Protokoll der Sitzung vom 26.09.2007

Erste Lesung des Gesetzentwurfs der Fraktion BÜNDNIS 90/DIE GRÜNEN für ein Gesetz zur Änderung des Hessischen Kommunalwahlgesetzes – Drucks. 16/7807 –

Zur Einbringung hat Herr Kollege Kaufmann von den GRÜNEN das Wort. Die Redezeit beträgt zehn Minuten je Fraktion.

Frau Präsidentin, meine sehr verehrten Damen und Herren! Namens meiner Fraktion lege ich Ihnen heute einen Gesetzentwurf vor, der eine Thematik betrifft, die wir in diesem Hause schon mehrfach erörtert haben und die uns vor nicht allzu langer Zeit sogar zu einem Untersuchungsausschuss geführt hat, denn sie sollte von Roland Koch zur politischen Erpressung und zur Ausschaltung lästiger Konkurrenten auf Landesebene, also zugunsten der Hessen-CDU, genutzt werden.

Wie sich die meisten hier im Raum sicherlich erinnern werden, formulierte Koch seinerzeit gegenüber den Freien Wählern Hessen die erpresserische Alternative: Geld oder Landtagskandidatur.

Roland Koch und Innenminister Volker Bouffier boten sogar eine rückwirkende Finanzierung der Kosten des Kommunalwahlkampfes 2006 aus Steuermitteln an – allerdings nur für den Fall, dass eine Kandidatur auf Landesebene zur kommenden Wahl 2008 ausgeschlossen werde.

Meine Damen und Herren, wir GRÜNE greifen dieses Thema hier und heute auf,weil wir nachdrücklich meinen, dass die demokratische Kultur in diesem Land es erfordert,nicht erneut in eine Wahl im Lande Hessen zu gehen, ohne dass solchen Manövern von vornherein der Boden entzogen ist.

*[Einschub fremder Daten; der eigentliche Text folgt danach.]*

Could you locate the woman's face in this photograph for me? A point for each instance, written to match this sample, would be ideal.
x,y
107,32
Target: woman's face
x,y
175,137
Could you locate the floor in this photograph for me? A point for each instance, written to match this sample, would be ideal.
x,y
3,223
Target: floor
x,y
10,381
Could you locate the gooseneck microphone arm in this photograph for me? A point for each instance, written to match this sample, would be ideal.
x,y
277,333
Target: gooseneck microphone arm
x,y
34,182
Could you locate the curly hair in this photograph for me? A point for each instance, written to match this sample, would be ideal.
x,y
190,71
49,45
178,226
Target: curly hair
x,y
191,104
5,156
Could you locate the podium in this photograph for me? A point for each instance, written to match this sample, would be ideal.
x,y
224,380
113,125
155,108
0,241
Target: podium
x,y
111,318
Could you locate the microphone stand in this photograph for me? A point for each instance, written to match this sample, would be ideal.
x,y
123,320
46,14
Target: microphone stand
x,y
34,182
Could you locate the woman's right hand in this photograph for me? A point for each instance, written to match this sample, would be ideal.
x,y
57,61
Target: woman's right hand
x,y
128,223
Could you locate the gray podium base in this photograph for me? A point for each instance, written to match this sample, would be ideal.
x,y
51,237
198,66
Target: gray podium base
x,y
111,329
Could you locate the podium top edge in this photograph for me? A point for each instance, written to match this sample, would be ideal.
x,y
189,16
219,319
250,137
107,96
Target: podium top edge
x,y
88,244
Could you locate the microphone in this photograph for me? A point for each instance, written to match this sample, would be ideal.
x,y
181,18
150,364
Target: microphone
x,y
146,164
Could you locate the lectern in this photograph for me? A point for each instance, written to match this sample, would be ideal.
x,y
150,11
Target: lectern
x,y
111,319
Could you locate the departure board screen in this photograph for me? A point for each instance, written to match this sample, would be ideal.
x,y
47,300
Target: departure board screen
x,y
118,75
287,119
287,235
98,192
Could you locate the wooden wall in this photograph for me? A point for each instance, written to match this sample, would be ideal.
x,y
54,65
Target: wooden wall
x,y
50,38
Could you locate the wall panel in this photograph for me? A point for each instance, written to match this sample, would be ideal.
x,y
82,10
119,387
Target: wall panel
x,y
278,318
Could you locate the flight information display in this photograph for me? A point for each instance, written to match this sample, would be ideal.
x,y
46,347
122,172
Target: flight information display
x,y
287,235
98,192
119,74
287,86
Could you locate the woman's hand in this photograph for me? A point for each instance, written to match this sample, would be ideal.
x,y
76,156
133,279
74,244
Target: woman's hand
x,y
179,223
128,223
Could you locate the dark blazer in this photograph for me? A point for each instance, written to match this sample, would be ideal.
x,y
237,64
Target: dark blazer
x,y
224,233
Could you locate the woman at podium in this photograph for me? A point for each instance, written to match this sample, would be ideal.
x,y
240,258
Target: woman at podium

(Beifall bei dem BÜNDNIS 90/DIE GRÜNEN)

Im Rahmen der Regeln soll jedenfalls nach Auffassung der GRÜNEN jede demokratische Wählergruppe oder Partei mit gleichen Chancen und unter fairen Rahmenbedingungen kandidieren und sich hierfür auch frei entscheiden können. Niemand soll sich fürderhin gezwungen sehen, auf eine Kandidatur auf Landesebene zu verzichten, nur um negative finanzielle Folgen für die kommunalpolitische Arbeit zu vermeiden. Es darf nicht sein, dass nur diejenigen kandidieren, die öffentliche Mittel bekommen, während dies anderen verwehrt wird. Demokratie benötigt die Mitwirkung möglichst vieler und muss deshalb attraktiv für die Mitwirkung sein, statt über finanzielle Zuwendungen oder Ausgrenzungen Beteiligung einschränken zu wollen.

(Beifall bei der CDU)

Sprechen wir also von den Bedingungen, unter denen Wählergruppen und Parteien bei Wahlen miteinander konkurrieren.Diese Bedingungen haben schon vor langer Zeit im Rahmen der Bewertung der Regeln der Parteienfinanzierung das Bundesverfassungsgericht beschäftigt. In seinem bekannten Urteil vom 9.April 1992 gibt es dazu folgenden Hinweis – ich zitiere –:

Sowenig angesichts ihrer begrenzten politischen Zielsetzung eine Gleichstellung kommunaler Wählervereinigungen mit den politischen Parteien verfassungsrechtlich geboten sein kann, so wenig kann übersehen werden, dass eine staatliche (Teil-)Finanzierung der allgemeinen Tätigkeit der Parteien auch deren kommunalpolitischer Tätigkeit zugute kommt.

Wenn es also um gleichberechtigte Teilhabe oder – wenn Sie so wollen – um faire Bedingungen im Wettbewerb geht, dann müssen freie Wählergruppen für ihr Engagement im kommunalen Bereich finanziell mit Parteien nicht gleichgestellt werden. Sie dürfen aber umgekehrt auch nicht völlig leer ausgehen.Dies hat mit den sonstigen politischen Aktivitäten einer Wählergruppe auf anderen Ebenen nichts zu tun.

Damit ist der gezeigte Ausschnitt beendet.